What is a headless CMS? And should you be using one?
The question of what CMS to use is becoming more complex because of increasing publishing demands and there are many other factors to take into account when choosing what way to go. Let's take a look at some different types of CMS and some of their advantages and limitations.
The legacy or monolithic CMS
In order to explain what Headless means, we first need to look at the past. The opposite of a Headless CMS is a Monolithic CMS. The (often older) systems (like WordPress, Drupal, Joomla, …) are built to provide an all-in-one solution to create and manage web experiences. This means that they provide both the back and front end of the website in a single package.
The upside of these monolithic CMS is that they are very mature and very well connected internally to provide a lot of functionality out of the box. They are often very easily extendible by their large plugin libraries (especially when the system is open-source). And by installing plugins, you can extend the backend capabilities of the system and at the same time make the new features visible on the front-end of the website.
The downside is that you are kind of stuck with what those systems provide you in terms of technology and flexibility. They come from a time when you only needed to deploy content to a single web page. If you want to deliver the same content to a website, mobile app, IoT devices, or smartwatch,… their streamlined architecture might not be suitable. They also suffer from scaling issues. Of course, there are solutions to scale up monolithic CMSs but that can become quite inefficient. And then there are possible performance issues (especially at scale) that you might not be able to overcome, even with the help of CDNs and advanced caching solutions.
However, for most use-cases, performance issues can be resolved by doing a website speed optimisation project.
What is a headless CMS?
A Headless CMS actually does what the name says. It cuts off the head of the CMS. The head is the presentation layer (front-end) of the platform. Basically, a truly headless CMS is a database with an advanced user interface to manage content and data. The backend provides APIs so you can freely choose which technology you want to use to build your front-end to give maximum power and flexibility to the developers. It’s also sometimes referred to as CaaS (Content as a Service) or MCaaS (Managed Content as a Service) when it’s cloud-hosted. They store (raw) data and let the front-end applications take care of layout, presentation and formatting.
Headless CMS benefits:
- Creating a fully separated front-end allows developers to use a modern front-end technology stack. Which is important to a lot of developers and therefore they also often advocate the use of these platforms.
- It can avoid vendor lock-in as your front-end is fully separated from your back-end platform and doesn’t require you to use specific tools or technology.
- It’s also easier to integrate modern continuous deployment and technology pipelines. Yes, DX (developer experience) is also important and often underestimated.

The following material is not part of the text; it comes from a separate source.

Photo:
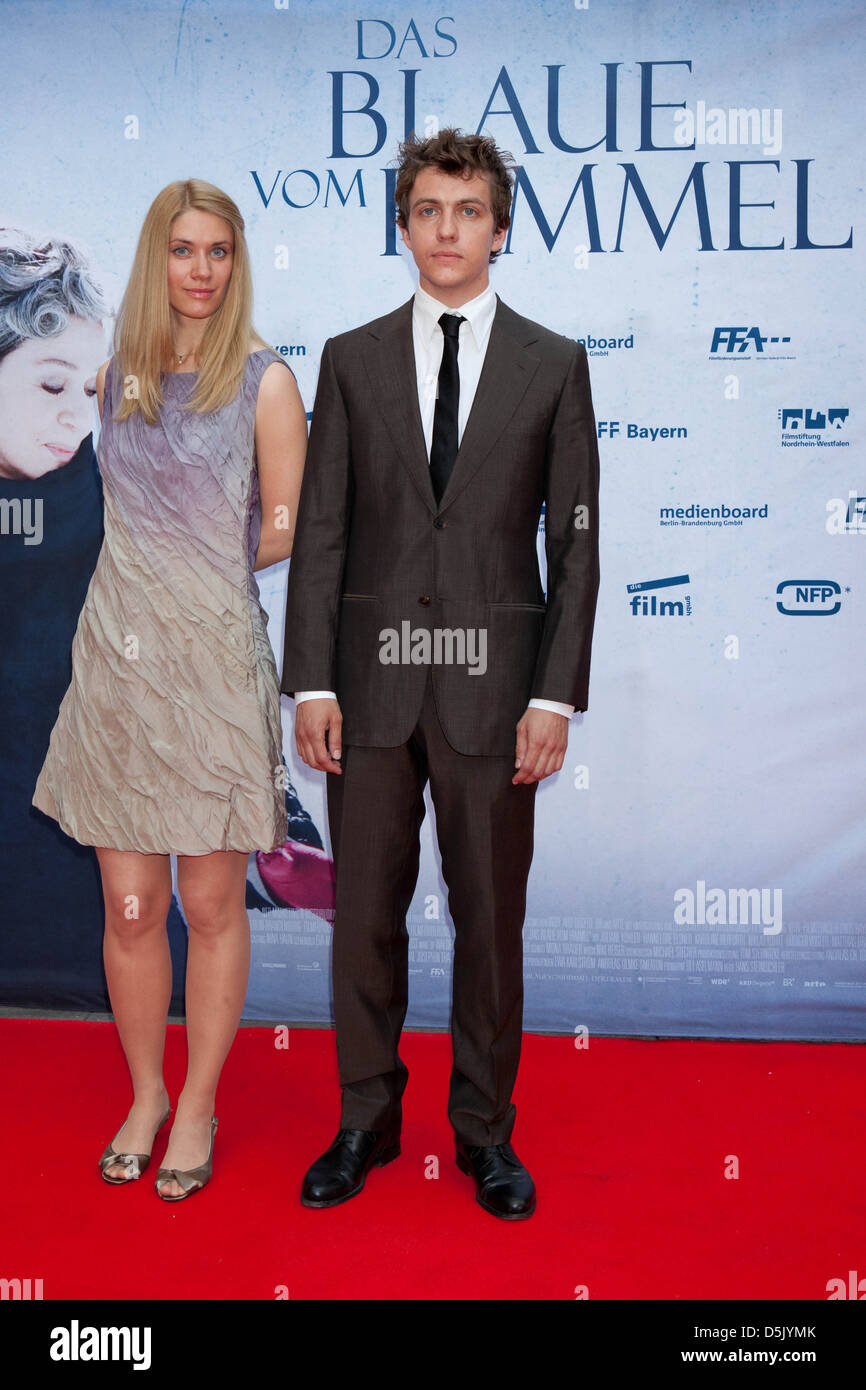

- Apart from that, you can optimise the front-end platform and delivery method for optimal performance no matter what CMS is at the backend. You can twist and turn anyway you like but nothing compares to deploying a simple optimised pre-rendered and cached HTML file to a server when it comes to speed.
- The content for all your platforms is created and maintained in a single system. For marketing teams, this can speed up your time to market.
There are also some downsides:
- You will need more servers to deploy your platform. Because your backend and your different front-end applications all need their own hosting. So that also means more servers (and different types of server) to manage.
- They require more technical knowledge to set up (coding skills).
- There are very limited layout options for content creators. If you need a new page layout, your developers will need to create it for you.
But Wait, there is more; Meet the Decoupled CMS
A decoupled CMS also referred to as a hybrid CMS combines both the monolithic and headless CMS into a hybrid version of both. They have a backend solution with an integrated front-end but also have an extensive API to connect with custom applications.
A lot of older legacy monolithic CMS are transforming into decoupled systems by adding APIs to offer more functionality.
There are advantages of using a decoupled CMS (vs headless)
- You have a WYSIWYG (What You See Is What You Get) editor. This is particularly interesting for content creators and marketers. However, this is a bit of a double-edged sword*. More on this in the section with limitations below.
But there are also limitations:
- Because a decoupled CMS has both front- and back-end capabilities, it’s more complex compared to a headless system.
- *When you have a WYSIWYG editor in your backend, you can lose some flexibility of dynamically publishing to different platforms. Because those backend editors allow for formatting and layout to be saved directly within the content.
Tip: If you can control layout in the backend you are most likely working with a Decoupled CMS and not a Headless one.
So, which one do I pick?
No system is perfect and there is no cut-and-dried solution which one is best. So, no matter what solution you end up using, you will always have to compromise in some way.
To make an informed decision as to what solution(s) work best for your use case, take into account your in-house expertise, long-term maintenance and support capabilities and requirements. And both current and future publishing ambitions.
Then talk to experienced people about the advantages and restrictions of the different platform types and then dive into the big variety of solutions within each of them to narrow down what will work for your business.